In those days, the communist party propaganda was unequivocally placing Romania among, even on top of the list of the world developed states. But certain things were a work in progress stage, although the „upgrade of the living standards” was a phrase that popped up frequently in the usual thank you discourses that were aimed at the efforts of the much beloved leader. He alone was allowed to use it in future tense sentences, though. All the other countries, being widowed of such an enlightened leadership, were doomed to choose between the „partially developed” or „the Third World”. Not to mention the imperialist powers, which were hellish at least. No comment.
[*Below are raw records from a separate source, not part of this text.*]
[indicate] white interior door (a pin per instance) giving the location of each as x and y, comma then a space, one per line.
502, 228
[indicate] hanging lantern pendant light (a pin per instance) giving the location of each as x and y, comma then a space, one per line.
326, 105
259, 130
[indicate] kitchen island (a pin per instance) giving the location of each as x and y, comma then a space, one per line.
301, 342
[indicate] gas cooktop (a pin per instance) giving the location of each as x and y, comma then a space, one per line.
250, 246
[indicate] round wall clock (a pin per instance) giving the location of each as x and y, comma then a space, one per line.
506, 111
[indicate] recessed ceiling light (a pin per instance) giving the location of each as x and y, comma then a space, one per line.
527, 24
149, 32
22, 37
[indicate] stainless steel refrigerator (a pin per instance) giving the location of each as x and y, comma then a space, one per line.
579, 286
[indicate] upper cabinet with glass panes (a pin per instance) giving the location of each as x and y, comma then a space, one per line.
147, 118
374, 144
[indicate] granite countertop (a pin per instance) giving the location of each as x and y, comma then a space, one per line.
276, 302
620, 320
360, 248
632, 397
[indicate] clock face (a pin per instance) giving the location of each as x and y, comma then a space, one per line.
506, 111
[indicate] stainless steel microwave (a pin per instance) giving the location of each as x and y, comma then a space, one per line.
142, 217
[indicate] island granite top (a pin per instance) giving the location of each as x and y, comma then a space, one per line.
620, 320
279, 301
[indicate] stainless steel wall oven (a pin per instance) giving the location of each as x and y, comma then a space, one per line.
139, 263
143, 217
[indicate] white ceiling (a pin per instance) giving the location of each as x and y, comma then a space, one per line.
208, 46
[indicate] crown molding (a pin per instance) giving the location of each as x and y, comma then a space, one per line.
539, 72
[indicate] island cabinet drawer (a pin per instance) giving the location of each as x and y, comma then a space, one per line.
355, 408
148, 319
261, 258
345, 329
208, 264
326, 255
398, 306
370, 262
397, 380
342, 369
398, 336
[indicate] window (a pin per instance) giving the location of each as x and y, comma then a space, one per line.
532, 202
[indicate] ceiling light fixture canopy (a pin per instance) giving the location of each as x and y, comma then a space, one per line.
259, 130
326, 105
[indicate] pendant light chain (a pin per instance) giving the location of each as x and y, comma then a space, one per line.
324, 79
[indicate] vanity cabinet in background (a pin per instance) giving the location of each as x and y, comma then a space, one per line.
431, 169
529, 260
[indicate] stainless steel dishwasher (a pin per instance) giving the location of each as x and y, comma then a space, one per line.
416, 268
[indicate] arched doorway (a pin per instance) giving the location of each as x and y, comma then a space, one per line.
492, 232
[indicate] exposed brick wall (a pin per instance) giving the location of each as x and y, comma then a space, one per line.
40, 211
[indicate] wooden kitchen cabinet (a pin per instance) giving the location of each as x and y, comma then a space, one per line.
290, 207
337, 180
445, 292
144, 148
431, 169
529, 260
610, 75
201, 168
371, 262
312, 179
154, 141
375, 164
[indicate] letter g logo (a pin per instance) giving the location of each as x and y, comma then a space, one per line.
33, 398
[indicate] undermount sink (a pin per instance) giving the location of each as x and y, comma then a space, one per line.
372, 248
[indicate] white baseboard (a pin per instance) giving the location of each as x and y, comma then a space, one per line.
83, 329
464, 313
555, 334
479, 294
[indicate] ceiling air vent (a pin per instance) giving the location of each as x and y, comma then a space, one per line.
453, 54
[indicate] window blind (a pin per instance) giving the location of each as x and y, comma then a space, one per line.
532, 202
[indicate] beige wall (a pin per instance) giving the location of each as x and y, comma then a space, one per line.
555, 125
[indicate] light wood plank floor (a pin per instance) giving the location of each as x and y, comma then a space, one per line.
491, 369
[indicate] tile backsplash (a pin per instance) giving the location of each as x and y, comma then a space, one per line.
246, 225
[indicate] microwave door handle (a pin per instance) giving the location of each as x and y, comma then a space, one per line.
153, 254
I have been looking for good jokes in Singapore and occasionally came across some. None as morbid as the official communist discourses or the ones whispered between friends in Romania thirty years ago or more. Maybe their quality was proportional to an impending danger. In the Asian version of New York, many important companies establish branches or move lock stock and barrel because of street safety, observation of most rules by almost everybody and a fluency in street traffic that makes transit a breeze. In such a context, only a crisis may generate humour of a similar class with the communist jokes. And this was confirmed a few days ago, when a Singaporean quipped: „How come we are last among SE Asian countries? We always want to be on the top of all list. This is the Singapore way!” Without any comment on urban infrastructure functionality or cleanliness, the fact is that the epidemic defence plans are visible from the airport to the apartment door: temperature measuring filters and posters with procedures for crisis prevention and management. And the streets are being monitored continuously. For somebody who trespasses rules, as insignificant as, for example, littering, it is not uncommon to get a police ID flashed before the eyes. That comes with a fine, usually quite taxing, and it is issued by somebody who is dressed up as if on the way to a seaside resort. That is the reason why somebody who, in an act of generosity, leaves a few coins as a tip, which is already included in the bill, might have to go back and collect the money because of the calls of the shop assistant and other customers that somebody has forgotten the change. There is no joke in „Tips are illegal in Singapore”. And as a final joke, neither in Romania, where giving a tip is an insult, but in most cases it is an acceptable one. Although the rat seems to be the least clean of the animals of the zodiac, I hope to avoid insulting anybody by wishing you a prosperous year of the rat.
Tudor Vlădescu is our correspondent in Singapore since January 15th, 2020.